In this lesson we will:
- Introduce the concept of streaming data;
- Compare streaming data with the traditional batch data approach to data management.
Streaming data is data that is generated continuously and in high volumes. Common examples of this class of data include stock price updates, click stream events, logs, and data from IOT devices.
Streaming data is often, but not always, machine generated and usually consists of a high volume of relatively small events that are published immediately after they have been generated at the source. This can be contrasted with more traditional and transactional business data, which is generated slowly as humans interact with applications or websites.
Businesses increasingly have the requirement to process and respond to their streaming data in real time, as there is often some commercial or operational benefit to doing so. For instance, fraud detection, algorithmic trading and preventitive maintence are all examples where processing and responding to streaming data in real time and in an intelligent way has obvious business benefit.
Most data platforms deployed within businesses today are batch based. This means that data is collected, ingested and processed in batches of multiple records, typically on some schedule such as hourly or daily cycles.
Though batch based data processing is simple, its main downside is that it implies a delay before data is processed and gets into the hands of business users. Any real time and intelligent response is simply not viable when there are multiple delays as batches of data are moved through systems.
Though the delays and limitations of batch based processing are acceptible in many situations, businesses are becoming more ambitious and aspiring to real time solutions. They are therefore looking to evolve from their batch based data processing towards streaming data solutions.
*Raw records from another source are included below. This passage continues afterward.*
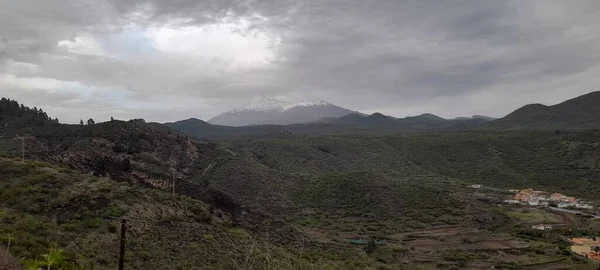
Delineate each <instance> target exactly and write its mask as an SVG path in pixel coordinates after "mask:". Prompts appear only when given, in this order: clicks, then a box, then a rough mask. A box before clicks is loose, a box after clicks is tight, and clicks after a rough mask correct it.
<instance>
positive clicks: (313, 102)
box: [208, 96, 353, 126]
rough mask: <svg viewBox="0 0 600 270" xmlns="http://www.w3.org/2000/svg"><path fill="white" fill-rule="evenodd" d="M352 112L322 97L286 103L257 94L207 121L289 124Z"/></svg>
mask: <svg viewBox="0 0 600 270" xmlns="http://www.w3.org/2000/svg"><path fill="white" fill-rule="evenodd" d="M350 113H353V112H352V111H350V110H348V109H344V108H341V107H338V106H336V105H333V104H331V103H329V102H326V101H309V102H301V103H296V104H291V103H286V102H283V101H279V100H276V99H271V98H268V97H266V96H260V97H258V98H256V99H254V100H252V101H250V102H249V103H247V104H246V105H244V106H243V107H241V108H237V109H234V110H231V111H229V112H226V113H223V114H220V115H218V116H215V117H214V118H212V119H210V120H208V123H210V124H213V125H220V126H249V125H289V124H297V123H307V122H312V121H316V120H318V119H321V118H325V117H340V116H344V115H347V114H350Z"/></svg>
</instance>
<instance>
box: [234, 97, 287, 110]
mask: <svg viewBox="0 0 600 270" xmlns="http://www.w3.org/2000/svg"><path fill="white" fill-rule="evenodd" d="M290 105H292V104H290V103H287V102H283V101H280V100H276V99H271V98H268V97H266V96H264V95H260V96H259V97H257V98H255V99H253V100H251V101H250V102H248V103H246V104H245V105H244V106H243V107H241V108H238V109H235V110H233V112H241V111H259V112H266V111H282V110H284V108H285V107H287V106H290Z"/></svg>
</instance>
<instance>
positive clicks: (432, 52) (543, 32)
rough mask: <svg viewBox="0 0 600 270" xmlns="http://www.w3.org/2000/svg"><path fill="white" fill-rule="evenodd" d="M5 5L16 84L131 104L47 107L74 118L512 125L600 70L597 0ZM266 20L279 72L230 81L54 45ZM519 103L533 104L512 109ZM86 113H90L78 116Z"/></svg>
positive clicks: (145, 56)
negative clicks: (117, 114)
mask: <svg viewBox="0 0 600 270" xmlns="http://www.w3.org/2000/svg"><path fill="white" fill-rule="evenodd" d="M0 6H2V7H3V9H5V10H7V11H3V12H4V13H0V14H3V15H2V16H0V60H4V61H2V63H4V64H0V66H2V67H3V69H2V71H1V72H5V73H10V74H15V75H18V74H16V73H15V72H16V71H14V69H13V70H12V71H11V70H9V69H8V68H6V66H7V64H6V63H7V62H8V61H9V60H10V61H17V62H23V63H30V64H32V65H37V66H39V70H37V71H35V72H34V73H33V74H35V76H40V77H47V78H55V79H57V80H63V81H77V82H80V83H81V84H82V85H85V86H87V87H90V88H92V87H94V88H110V89H123V90H122V91H124V92H123V93H124V94H123V95H124V96H126V97H127V100H125V101H124V102H123V103H122V104H121V103H119V102H115V101H111V100H108V99H107V98H106V97H103V96H102V95H100V96H95V98H94V99H93V100H92V99H90V98H89V97H88V98H87V100H86V97H82V99H83V100H85V101H82V103H77V102H74V103H70V104H67V105H68V106H67V105H65V104H63V103H60V102H59V101H57V99H52V98H48V99H46V100H47V105H46V106H45V107H51V108H62V109H60V110H59V109H57V110H56V113H58V114H64V115H67V114H69V113H68V111H69V110H77V112H78V113H84V112H85V113H86V114H89V115H99V116H101V117H106V116H107V115H105V113H104V112H99V111H97V110H93V109H88V108H93V107H90V105H92V104H94V103H98V104H101V105H100V107H101V108H104V109H106V110H107V111H109V112H110V113H120V114H122V115H128V116H134V115H135V116H136V117H142V116H144V115H138V114H146V115H147V116H146V117H147V118H149V120H156V121H167V120H177V119H181V118H187V117H200V118H204V119H207V118H210V117H212V116H214V115H216V114H218V113H220V112H221V111H223V110H226V109H230V108H231V107H233V106H235V105H237V104H241V103H243V102H245V101H246V100H248V99H250V98H252V97H253V96H256V95H258V94H266V95H269V96H273V97H279V98H282V99H287V100H290V101H293V100H301V99H327V100H329V101H330V102H333V103H336V104H338V105H341V106H345V107H348V108H350V109H355V110H366V111H382V112H383V113H390V114H396V116H403V115H405V114H419V113H423V112H424V111H417V110H420V109H423V110H430V111H431V112H434V113H438V114H441V115H443V116H448V117H453V116H456V115H454V114H455V113H456V112H455V111H456V105H461V106H462V108H461V109H462V110H464V112H462V111H461V112H460V113H464V114H474V113H485V114H491V115H493V116H502V115H504V114H506V113H508V112H510V111H511V110H512V109H515V108H516V106H517V105H518V104H517V103H519V104H521V105H522V104H524V103H527V102H540V101H548V102H558V101H560V99H563V98H565V97H569V96H575V95H578V94H582V93H585V92H589V91H593V90H596V89H595V84H596V83H597V81H596V80H597V79H596V77H595V76H594V72H591V71H594V70H597V69H598V68H599V66H598V64H597V63H599V60H600V59H599V58H600V54H599V51H600V49H599V47H598V46H597V44H598V43H599V42H600V36H599V35H598V33H596V31H595V30H597V29H599V28H600V21H598V20H597V19H596V18H598V16H599V15H600V3H597V2H586V1H572V2H569V3H564V2H562V1H517V0H514V1H495V0H493V1H477V0H460V1H437V0H431V1H409V0H407V1H374V0H371V1H358V0H350V1H349V0H330V1H322V0H310V1H291V0H281V1H275V0H270V1H267V0H263V1H260V0H253V1H250V0H248V1H241V0H240V1H236V0H226V1H223V0H210V1H193V0H173V1H160V0H146V1H144V0H119V1H117V0H112V1H99V0H91V1H85V2H84V1H63V0H60V1H59V0H48V1H43V3H41V2H40V3H35V4H33V3H31V2H28V1H11V0H0ZM4 7H6V8H4ZM4 14H9V16H4ZM255 15H260V16H263V17H265V18H266V20H258V19H256V20H251V22H250V24H251V25H250V29H256V30H260V31H264V32H267V33H269V34H271V35H274V36H277V37H279V38H280V40H281V43H280V44H279V45H277V46H276V47H275V49H276V58H275V59H274V60H273V62H272V64H271V65H270V66H268V67H260V68H259V67H256V68H250V69H245V70H222V71H221V70H214V68H213V67H211V66H210V65H206V64H201V63H198V62H195V61H194V59H193V58H189V57H187V56H186V55H176V54H159V55H153V56H151V57H148V56H138V55H133V56H127V57H124V56H119V55H116V56H97V55H96V56H94V55H74V54H71V53H69V52H66V51H65V50H61V49H60V48H57V42H58V41H60V40H65V39H68V40H74V38H75V37H76V36H77V35H79V34H81V33H86V32H89V33H91V34H97V35H102V34H103V33H104V34H105V33H107V32H111V33H118V32H120V31H121V30H122V29H124V27H126V26H127V25H128V24H130V23H131V22H135V23H137V24H139V25H140V26H141V27H148V26H161V25H164V24H165V23H167V22H172V21H173V20H174V19H193V20H192V21H181V23H182V24H184V25H202V24H205V23H212V22H218V21H223V20H224V18H235V17H248V18H249V17H251V16H255ZM119 46H121V45H119ZM20 74H21V75H23V73H20ZM29 75H31V74H29ZM567 78H568V79H567ZM573 78H577V80H575V79H573ZM574 82H578V83H574ZM548 88H553V90H552V91H550V92H552V93H553V94H552V95H550V96H548V94H547V93H548V91H549V90H548ZM4 93H9V94H13V95H14V93H15V92H14V91H13V92H5V91H3V92H2V94H4ZM53 93H54V94H53ZM56 93H57V92H48V93H47V94H48V95H58V94H56ZM61 93H62V92H61ZM482 93H486V94H485V95H484V94H482ZM519 94H521V95H522V97H523V98H521V99H520V100H519V101H518V102H516V101H514V100H513V99H514V97H515V95H519ZM61 95H62V94H61ZM491 96H493V97H496V98H493V99H492V98H489V97H491ZM18 97H20V98H22V99H23V102H33V103H36V104H37V103H39V100H37V99H35V98H34V97H33V96H29V95H25V94H21V95H19V96H18ZM165 97H168V98H165ZM64 98H65V99H67V97H64ZM70 98H73V97H70ZM60 99H61V98H58V100H60ZM465 100H467V101H469V100H470V101H472V103H473V104H472V105H465V104H462V103H461V101H465ZM475 103H477V104H475ZM479 103H481V104H479ZM132 104H139V106H138V105H135V106H134V105H132ZM144 104H146V105H144ZM173 104H178V105H179V104H185V106H188V107H187V108H181V107H180V106H177V107H175V108H174V106H172V105H173ZM41 105H43V104H41ZM79 105H81V106H84V105H85V107H80V108H74V107H76V106H79ZM144 106H147V107H148V109H146V107H144ZM150 107H152V108H154V109H153V110H152V109H150ZM488 108H489V109H488ZM469 110H472V113H469ZM47 111H49V112H50V113H52V111H50V110H47ZM59 118H60V115H59Z"/></svg>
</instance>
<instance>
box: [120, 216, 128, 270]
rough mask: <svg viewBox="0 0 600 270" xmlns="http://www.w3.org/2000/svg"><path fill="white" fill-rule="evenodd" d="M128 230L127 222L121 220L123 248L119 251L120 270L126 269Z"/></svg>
mask: <svg viewBox="0 0 600 270" xmlns="http://www.w3.org/2000/svg"><path fill="white" fill-rule="evenodd" d="M126 230H127V220H126V219H121V247H120V250H119V270H123V269H124V267H125V231H126Z"/></svg>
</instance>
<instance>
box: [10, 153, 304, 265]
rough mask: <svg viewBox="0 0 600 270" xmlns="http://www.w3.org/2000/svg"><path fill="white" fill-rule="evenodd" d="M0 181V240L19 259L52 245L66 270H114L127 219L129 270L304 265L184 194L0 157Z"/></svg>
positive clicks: (246, 230)
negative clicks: (62, 261)
mask: <svg viewBox="0 0 600 270" xmlns="http://www.w3.org/2000/svg"><path fill="white" fill-rule="evenodd" d="M0 175H2V177H1V178H2V179H1V185H2V189H1V191H0V206H1V208H0V209H1V210H0V220H2V222H1V223H0V235H1V236H2V237H1V238H0V239H2V242H3V244H4V246H6V244H7V242H6V239H5V236H6V235H9V234H10V235H12V236H13V237H14V240H13V241H12V245H11V247H10V250H11V253H13V254H14V255H15V256H16V257H18V258H24V259H35V258H36V257H38V258H41V255H42V254H44V253H45V252H46V251H47V249H48V247H49V246H51V245H52V244H56V245H58V246H59V247H61V248H64V249H65V252H66V253H65V254H66V255H67V260H66V262H65V265H64V267H66V268H67V269H71V267H73V269H75V268H74V267H76V266H82V267H85V268H84V269H92V266H93V269H114V268H115V266H116V264H117V254H118V246H119V239H118V235H119V231H120V218H121V217H125V218H127V219H128V235H127V239H128V240H127V254H126V255H127V256H126V265H127V268H130V269H177V268H187V269H190V268H194V267H198V266H202V268H217V269H224V268H228V269H234V268H235V264H244V263H248V264H250V265H252V267H249V268H251V269H265V268H266V267H267V263H269V264H270V265H271V266H270V269H281V267H286V264H288V263H289V261H288V260H292V262H293V263H294V264H295V263H298V264H299V265H302V262H301V261H299V260H297V257H296V255H294V254H291V253H289V251H288V249H287V248H284V246H282V245H280V244H277V243H274V242H264V241H270V240H267V239H263V238H261V236H260V235H257V234H254V233H252V232H251V231H250V230H246V229H245V228H243V227H238V226H234V225H233V224H232V221H231V219H232V217H231V216H229V215H228V214H227V213H223V212H222V211H219V210H214V209H211V207H210V206H209V205H207V204H205V203H203V202H200V201H197V200H193V199H190V198H189V197H186V196H179V195H172V194H170V193H167V192H163V191H159V190H156V189H147V188H139V187H135V186H132V185H130V184H127V183H123V182H120V183H118V182H115V181H112V180H110V179H108V178H97V177H93V176H87V175H82V174H79V173H77V172H74V171H72V170H69V169H64V168H60V167H56V166H53V165H50V164H46V163H41V162H26V163H22V162H21V161H18V160H15V159H10V158H0ZM255 244H256V245H257V246H256V247H255V248H256V251H255V253H253V254H250V255H249V254H248V251H249V250H250V248H251V246H252V245H255ZM267 250H269V252H271V253H270V254H267V253H266V251H267ZM266 256H270V258H268V260H269V261H267V258H266ZM77 269H79V268H77Z"/></svg>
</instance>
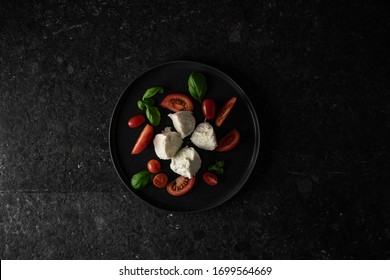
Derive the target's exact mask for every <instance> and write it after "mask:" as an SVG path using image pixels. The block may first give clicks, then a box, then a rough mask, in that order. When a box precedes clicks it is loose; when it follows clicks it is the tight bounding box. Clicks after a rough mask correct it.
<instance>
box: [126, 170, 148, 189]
mask: <svg viewBox="0 0 390 280" xmlns="http://www.w3.org/2000/svg"><path fill="white" fill-rule="evenodd" d="M152 179H153V174H152V173H150V172H149V171H148V170H143V171H140V172H138V173H136V174H134V175H133V177H131V186H132V187H133V188H134V189H136V190H140V189H142V188H143V187H145V186H146V185H147V184H149V183H150V182H151V181H152Z"/></svg>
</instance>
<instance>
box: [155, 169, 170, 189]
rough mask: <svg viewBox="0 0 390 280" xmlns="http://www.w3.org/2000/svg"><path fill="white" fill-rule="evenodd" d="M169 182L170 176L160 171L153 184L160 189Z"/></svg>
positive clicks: (156, 176) (166, 184) (158, 173)
mask: <svg viewBox="0 0 390 280" xmlns="http://www.w3.org/2000/svg"><path fill="white" fill-rule="evenodd" d="M167 183H168V176H167V174H165V173H158V174H157V175H156V176H154V178H153V185H155V186H156V187H157V188H159V189H162V188H163V187H165V186H166V185H167Z"/></svg>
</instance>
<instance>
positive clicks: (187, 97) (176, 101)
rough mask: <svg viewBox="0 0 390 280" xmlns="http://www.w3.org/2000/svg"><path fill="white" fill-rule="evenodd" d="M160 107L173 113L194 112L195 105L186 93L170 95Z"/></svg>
mask: <svg viewBox="0 0 390 280" xmlns="http://www.w3.org/2000/svg"><path fill="white" fill-rule="evenodd" d="M160 106H161V107H164V108H167V109H169V110H171V111H173V112H179V111H191V112H192V111H194V103H192V100H191V97H189V96H188V95H186V94H184V93H171V94H168V95H167V96H166V97H165V98H164V99H163V101H161V104H160Z"/></svg>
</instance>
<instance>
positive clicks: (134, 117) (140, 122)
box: [127, 114, 145, 128]
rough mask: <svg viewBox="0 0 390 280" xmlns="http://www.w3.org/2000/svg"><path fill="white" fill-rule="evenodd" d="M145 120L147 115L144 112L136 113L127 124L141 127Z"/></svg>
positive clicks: (133, 125)
mask: <svg viewBox="0 0 390 280" xmlns="http://www.w3.org/2000/svg"><path fill="white" fill-rule="evenodd" d="M144 122H145V117H144V115H142V114H139V115H135V116H134V117H132V118H130V119H129V121H128V122H127V125H128V126H129V127H130V128H136V127H139V126H140V125H141V124H143V123H144Z"/></svg>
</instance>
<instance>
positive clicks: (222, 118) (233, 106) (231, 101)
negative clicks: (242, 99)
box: [215, 97, 237, 127]
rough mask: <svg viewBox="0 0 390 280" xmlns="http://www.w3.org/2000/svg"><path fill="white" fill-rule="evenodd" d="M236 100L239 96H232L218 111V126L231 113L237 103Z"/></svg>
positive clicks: (221, 122)
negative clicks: (235, 104)
mask: <svg viewBox="0 0 390 280" xmlns="http://www.w3.org/2000/svg"><path fill="white" fill-rule="evenodd" d="M236 101H237V97H232V98H230V99H229V101H228V102H226V104H225V105H223V107H222V108H221V110H219V112H218V115H217V119H216V120H215V125H216V126H218V127H219V126H221V125H222V124H223V123H224V122H225V120H226V118H227V116H228V115H229V114H230V111H231V110H232V109H233V107H234V104H236Z"/></svg>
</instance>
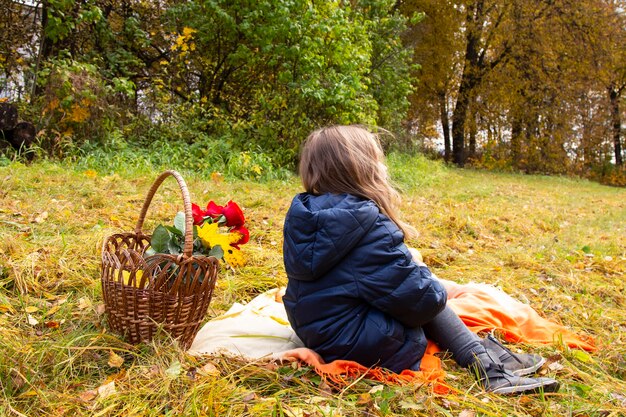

This can however be a complex journey, with many systems needing to be updated and a lot of code needing to be modernised from front to back in order to support the volumes of data and the latency requirements of streaming.
Organisations undertaking this journey from batch data processing to streaming architectures is likely to be a key theme for data teams in the coming years, and Data Engineers with experience in this field will likely be in high demand.
Though streaming data and stream processing can be very valuable to businesses, processing and analysing it is challenging.
Firstly, streaming data implies very high volumes of events, which can be difficult to store and process. Usually, these will have to be processed with low latency, even when we have a sudden spike in data volumes. And of course when we are triggering events in the real world, accuracy and reliability is essential.
New techniques and development patterns are required in order to meet this requirement. Putting these into practice requires new skills which Data Engineers who are accustomed to working in the batch data world do not necessarily have today.
More details on the challenges associated with streaming data are covered in a later lesson.